Bement’s talk, “Innovation: An Old American Virtue, a New American Imperative,” is scheduled for 11 a.m. March 5 in the new Conference Center Ballroom, at the campus’s south entry. People planning to attend are asked to arrange reservations by e-mail to eventrsvp@ucdavis.edu.
During his daylong visit to UC Davis, Bement is scheduled to tour such facilities as the MIND Institute and the NSF-funded Center for Biophotonics, and meet with campus leadership and with faculty whose research or teaching is supported through NSF programs and grants.
State water policy, straight from the top
Organizers of the California Water Policy Seminar Series are going right to the top by bringing in the director of the state Department of Water Resources as the next speaker. Lester Snow’s talk, free and open to the public, is scheduled for 4 p.m. March 1 in 216 Wellman Hall.

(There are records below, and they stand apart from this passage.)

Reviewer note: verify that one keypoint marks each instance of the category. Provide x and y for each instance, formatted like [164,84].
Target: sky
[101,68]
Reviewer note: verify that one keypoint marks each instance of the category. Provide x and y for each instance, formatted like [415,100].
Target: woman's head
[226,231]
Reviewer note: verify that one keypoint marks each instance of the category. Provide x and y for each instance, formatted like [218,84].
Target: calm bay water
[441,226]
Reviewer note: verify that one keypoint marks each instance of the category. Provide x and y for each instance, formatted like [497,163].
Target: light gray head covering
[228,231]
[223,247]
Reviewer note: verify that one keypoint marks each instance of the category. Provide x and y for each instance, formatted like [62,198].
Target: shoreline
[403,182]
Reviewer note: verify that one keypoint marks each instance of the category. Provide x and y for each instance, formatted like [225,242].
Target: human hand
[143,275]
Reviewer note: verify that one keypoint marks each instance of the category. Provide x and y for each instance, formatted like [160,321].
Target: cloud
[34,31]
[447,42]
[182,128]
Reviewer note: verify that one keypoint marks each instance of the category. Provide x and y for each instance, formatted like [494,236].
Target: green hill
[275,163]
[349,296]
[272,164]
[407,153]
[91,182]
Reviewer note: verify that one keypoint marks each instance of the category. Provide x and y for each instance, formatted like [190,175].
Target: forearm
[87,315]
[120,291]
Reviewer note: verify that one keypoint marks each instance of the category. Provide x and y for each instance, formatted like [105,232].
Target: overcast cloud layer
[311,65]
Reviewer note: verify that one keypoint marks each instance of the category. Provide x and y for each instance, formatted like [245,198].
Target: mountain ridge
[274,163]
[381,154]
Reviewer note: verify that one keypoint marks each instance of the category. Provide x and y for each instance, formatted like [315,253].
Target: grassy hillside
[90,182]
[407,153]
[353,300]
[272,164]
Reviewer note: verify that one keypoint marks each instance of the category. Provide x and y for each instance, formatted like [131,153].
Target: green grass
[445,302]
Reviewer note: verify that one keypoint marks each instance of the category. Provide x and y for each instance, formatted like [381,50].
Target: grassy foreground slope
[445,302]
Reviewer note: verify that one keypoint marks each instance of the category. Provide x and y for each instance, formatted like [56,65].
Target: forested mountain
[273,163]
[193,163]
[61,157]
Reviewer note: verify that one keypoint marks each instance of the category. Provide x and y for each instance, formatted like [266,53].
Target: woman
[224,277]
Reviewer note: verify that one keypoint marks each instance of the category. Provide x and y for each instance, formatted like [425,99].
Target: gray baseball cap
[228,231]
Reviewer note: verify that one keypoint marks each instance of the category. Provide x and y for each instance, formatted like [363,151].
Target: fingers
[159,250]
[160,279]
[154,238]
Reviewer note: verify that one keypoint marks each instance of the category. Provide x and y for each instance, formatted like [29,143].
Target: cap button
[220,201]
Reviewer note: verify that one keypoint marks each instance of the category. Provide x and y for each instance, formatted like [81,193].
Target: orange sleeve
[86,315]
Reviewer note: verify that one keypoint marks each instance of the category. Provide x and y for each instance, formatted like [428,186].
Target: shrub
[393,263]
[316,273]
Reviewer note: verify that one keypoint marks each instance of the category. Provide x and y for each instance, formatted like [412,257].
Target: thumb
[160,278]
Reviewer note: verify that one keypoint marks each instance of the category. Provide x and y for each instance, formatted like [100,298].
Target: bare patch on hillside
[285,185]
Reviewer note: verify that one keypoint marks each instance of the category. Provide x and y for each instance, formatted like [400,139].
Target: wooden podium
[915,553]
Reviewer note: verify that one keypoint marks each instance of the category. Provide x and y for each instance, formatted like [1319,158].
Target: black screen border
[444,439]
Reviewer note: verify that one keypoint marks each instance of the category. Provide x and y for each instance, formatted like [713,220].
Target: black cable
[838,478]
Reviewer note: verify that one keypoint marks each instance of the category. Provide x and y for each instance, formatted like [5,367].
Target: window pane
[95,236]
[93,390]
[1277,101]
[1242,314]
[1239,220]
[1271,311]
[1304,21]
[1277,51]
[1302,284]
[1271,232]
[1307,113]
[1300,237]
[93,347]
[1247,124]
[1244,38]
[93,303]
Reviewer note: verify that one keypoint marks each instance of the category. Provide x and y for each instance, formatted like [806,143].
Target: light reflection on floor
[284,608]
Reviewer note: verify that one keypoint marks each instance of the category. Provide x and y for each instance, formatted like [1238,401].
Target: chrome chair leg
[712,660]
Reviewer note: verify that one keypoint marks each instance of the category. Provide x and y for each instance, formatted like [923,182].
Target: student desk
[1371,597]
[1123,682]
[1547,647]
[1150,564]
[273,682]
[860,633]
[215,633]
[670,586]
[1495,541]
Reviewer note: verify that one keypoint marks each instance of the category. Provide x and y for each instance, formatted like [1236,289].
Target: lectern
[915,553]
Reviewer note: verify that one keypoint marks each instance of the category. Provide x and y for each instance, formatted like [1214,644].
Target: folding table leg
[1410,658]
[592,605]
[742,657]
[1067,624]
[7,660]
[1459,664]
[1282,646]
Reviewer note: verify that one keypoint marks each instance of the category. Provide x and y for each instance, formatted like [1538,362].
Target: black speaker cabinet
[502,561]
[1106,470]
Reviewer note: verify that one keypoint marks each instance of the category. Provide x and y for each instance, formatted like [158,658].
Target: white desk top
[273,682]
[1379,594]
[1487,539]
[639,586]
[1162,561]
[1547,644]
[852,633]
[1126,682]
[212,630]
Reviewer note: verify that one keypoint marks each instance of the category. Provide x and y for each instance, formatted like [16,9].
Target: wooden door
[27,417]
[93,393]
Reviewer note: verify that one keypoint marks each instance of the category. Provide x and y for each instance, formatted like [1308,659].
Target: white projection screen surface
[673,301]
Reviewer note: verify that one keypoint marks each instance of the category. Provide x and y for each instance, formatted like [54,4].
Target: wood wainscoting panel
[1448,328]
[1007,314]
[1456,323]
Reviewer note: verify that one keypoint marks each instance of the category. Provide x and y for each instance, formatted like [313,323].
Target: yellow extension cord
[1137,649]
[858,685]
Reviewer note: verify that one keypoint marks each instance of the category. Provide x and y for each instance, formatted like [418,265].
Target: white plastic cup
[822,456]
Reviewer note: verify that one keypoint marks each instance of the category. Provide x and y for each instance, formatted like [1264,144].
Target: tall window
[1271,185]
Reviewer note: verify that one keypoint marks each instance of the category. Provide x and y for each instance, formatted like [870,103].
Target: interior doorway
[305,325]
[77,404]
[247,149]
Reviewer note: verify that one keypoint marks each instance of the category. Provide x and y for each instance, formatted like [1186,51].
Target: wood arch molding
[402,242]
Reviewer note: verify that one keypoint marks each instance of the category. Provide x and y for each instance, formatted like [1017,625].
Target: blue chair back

International law: Territorial conflicts
The International Relations Student Association is hosting Stanford Professor Kenneth Schultz for a March 4 lecture: “What’s in a Claim? International Law and the Resolution of Territorial Conflicts Between States.” The program, free and open to the public, is scheduled to start at 12:15 p.m. in 118 Olson Hall.
HP Labs executive to give presentation
Hewlett-Packard research executive Prith Banerjee’s talk in the College of Engineering Dean’s Distinguished Lecture Series is now set for 4 p.m. March 4 in 1065 Kemper Hall, having been postponed from an earlier date. The event is free and open to the public.
Organizers said Banerjee is due to address “Future Research Directions at HP Labs.” Banerjee is HP’s senior vice president of research and director of HP Labs, the company’s central research unit.
Before joining HP, he was the engineering dean at the University of Illinois at Chicago. His research interests are in very large scale integration computer-aided design, parallel computing and compilers.
Apocalyptic Ethics
Faculty, staff and community members are invited to participate (along with undergraduates) in spring quarter’s Religious Studies 10, titled 2012: Apocalyptic Ethics. The two-unit class is scheduled to meet from 3:10 to 4 p.m. Tuesdays and Thursdays from March 30 to June 3 in 1100 Social Sciences and Humanities Building.
Professor Naomi Janowitz’s course examines apocalyptic ideas circulating at the time of Jesus, how Muslims face the end of times, what kind of apocalyptic ideas motivated early modern scientists, and what drives the popularity of the Left Behind novels. Janowitz said there is only one prerequisite: watch 2012,
a recent film portraying cataclysmic events in 2012.